China’s blue-chip stocks slumped to nearly five-year lows on Tuesday amid worries about the country’s growth, with talk of a possible cut by Moody’s denting sentiment during the session, while Hong Kong stocks extended losses.


China’s major state-owned banks, which had been seen supporting the yuan currency all day, stepped up U.S. dollar selling very forcefully after the Moody’s statement, one source with knowledge of the matter said. The yuan was little changed by late afternoon.
The cost of insuring China’s sovereign debt against a default rose to its highest since mid-November.
“Now the markets are more concerned with the property crisis and weak growth, rather than the immediate sovereign debt risk,” said Ken Cheung, chief Asian FX strategist at Mizuho Bank in Hong Kong. 


The move by Moody’s was the first change on its China view since it cut its rating by one notch to A1 in 2017, also citing expectations of slowing growth and rising debt. While Moody’s affirmed China’s A1 long-term local and foreign-currency issuer ratings yesterday - saying the economy still has a high shock-absorption capacity - it said it expects the country’s annual GDP growth to slow to 4.0 percent in 2024 and 2025, and to average 3.8 percent from 2026 to 2030.   

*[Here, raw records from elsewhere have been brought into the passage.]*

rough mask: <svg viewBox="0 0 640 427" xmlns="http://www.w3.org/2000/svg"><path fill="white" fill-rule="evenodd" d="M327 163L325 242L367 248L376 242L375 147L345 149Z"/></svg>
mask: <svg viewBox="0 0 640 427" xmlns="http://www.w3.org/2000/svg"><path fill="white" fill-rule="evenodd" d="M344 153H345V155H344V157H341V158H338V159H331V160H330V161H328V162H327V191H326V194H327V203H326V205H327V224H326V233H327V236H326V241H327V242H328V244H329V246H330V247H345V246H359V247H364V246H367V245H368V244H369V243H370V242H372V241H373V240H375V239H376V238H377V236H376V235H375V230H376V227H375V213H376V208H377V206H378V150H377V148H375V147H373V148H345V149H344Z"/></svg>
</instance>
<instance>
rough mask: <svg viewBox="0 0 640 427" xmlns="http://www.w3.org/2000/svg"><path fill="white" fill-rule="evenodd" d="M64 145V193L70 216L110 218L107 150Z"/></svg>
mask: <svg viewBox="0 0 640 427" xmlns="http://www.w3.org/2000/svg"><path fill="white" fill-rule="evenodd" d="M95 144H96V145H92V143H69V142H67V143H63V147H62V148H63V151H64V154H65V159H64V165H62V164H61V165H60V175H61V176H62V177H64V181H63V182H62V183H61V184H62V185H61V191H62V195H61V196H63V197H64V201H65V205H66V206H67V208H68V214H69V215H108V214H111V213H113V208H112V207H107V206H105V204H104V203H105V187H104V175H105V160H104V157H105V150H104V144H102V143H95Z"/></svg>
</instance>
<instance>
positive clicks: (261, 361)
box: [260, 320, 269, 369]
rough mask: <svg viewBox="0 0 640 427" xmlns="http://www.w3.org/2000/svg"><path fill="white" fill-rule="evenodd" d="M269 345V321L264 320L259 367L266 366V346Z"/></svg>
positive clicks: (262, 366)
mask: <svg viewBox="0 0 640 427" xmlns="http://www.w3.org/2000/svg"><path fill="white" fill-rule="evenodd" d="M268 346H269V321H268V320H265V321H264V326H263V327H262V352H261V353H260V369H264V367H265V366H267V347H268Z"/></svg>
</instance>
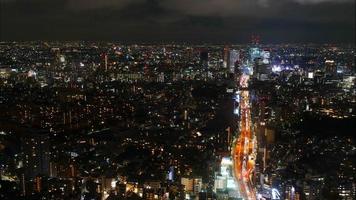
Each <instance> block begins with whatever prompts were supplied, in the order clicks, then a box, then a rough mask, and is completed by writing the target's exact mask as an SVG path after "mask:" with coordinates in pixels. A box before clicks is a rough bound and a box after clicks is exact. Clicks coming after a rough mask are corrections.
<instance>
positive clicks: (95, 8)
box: [0, 0, 355, 43]
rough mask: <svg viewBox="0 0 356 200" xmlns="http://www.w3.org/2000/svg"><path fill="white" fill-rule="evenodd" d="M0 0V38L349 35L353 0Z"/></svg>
mask: <svg viewBox="0 0 356 200" xmlns="http://www.w3.org/2000/svg"><path fill="white" fill-rule="evenodd" d="M0 2H1V11H0V13H1V14H0V15H1V24H0V25H1V27H0V29H1V35H0V39H1V40H21V41H24V40H98V41H119V42H194V43H201V42H214V43H215V42H218V43H221V42H222V43H225V42H230V43H247V42H249V41H250V37H251V35H252V34H257V35H260V36H261V40H262V42H263V43H285V42H289V43H302V42H303V43H305V42H316V43H327V42H332V43H354V42H355V0H0Z"/></svg>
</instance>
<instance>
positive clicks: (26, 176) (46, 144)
mask: <svg viewBox="0 0 356 200" xmlns="http://www.w3.org/2000/svg"><path fill="white" fill-rule="evenodd" d="M23 140H24V141H23V146H22V150H23V165H24V169H25V179H33V178H35V177H36V176H37V175H49V163H50V162H49V161H50V157H49V155H50V149H49V147H50V145H49V136H48V133H43V132H39V133H30V134H29V135H28V136H26V137H25V138H24V139H23Z"/></svg>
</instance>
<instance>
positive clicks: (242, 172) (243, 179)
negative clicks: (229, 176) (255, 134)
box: [232, 75, 257, 199]
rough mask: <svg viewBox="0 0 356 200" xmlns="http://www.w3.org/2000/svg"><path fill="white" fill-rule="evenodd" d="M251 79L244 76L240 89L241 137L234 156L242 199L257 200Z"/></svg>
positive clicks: (233, 153)
mask: <svg viewBox="0 0 356 200" xmlns="http://www.w3.org/2000/svg"><path fill="white" fill-rule="evenodd" d="M248 79H249V77H248V76H246V75H242V76H241V79H240V88H241V89H242V91H241V93H240V95H241V98H240V99H241V101H240V110H241V113H240V129H239V136H238V138H237V140H236V142H235V144H234V147H233V150H232V154H233V156H232V157H233V159H234V174H235V178H236V180H237V185H238V188H239V190H240V194H241V197H242V198H244V199H256V191H255V187H254V183H253V182H252V176H253V171H254V167H255V159H256V148H257V143H256V138H255V135H254V133H253V131H252V130H251V113H250V102H249V99H250V96H249V91H248V90H247V87H248Z"/></svg>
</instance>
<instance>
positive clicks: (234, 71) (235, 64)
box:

Moody’s outlook downgrade comes ahead of the annual agenda-setting Central Economic Work Conference, which is expected around mid-December, with government advisors calling for a steady growth target for 2024 and more stimulus.  Analysts say the A1 rating is high enough in investment-grade territory that a downgrade is unlikely to trigger forced selling by global funds. The other two major rating agencies, Fitch and Standard & Poor’s, rate China A+, which is equivalent to Moody’s. Both have a stable outlook.    
China’s Finance Ministry said it was disappointed by Moody’s decision, adding that the economy will maintain its rebound and positive trend. It also said property and local government risks are controllable.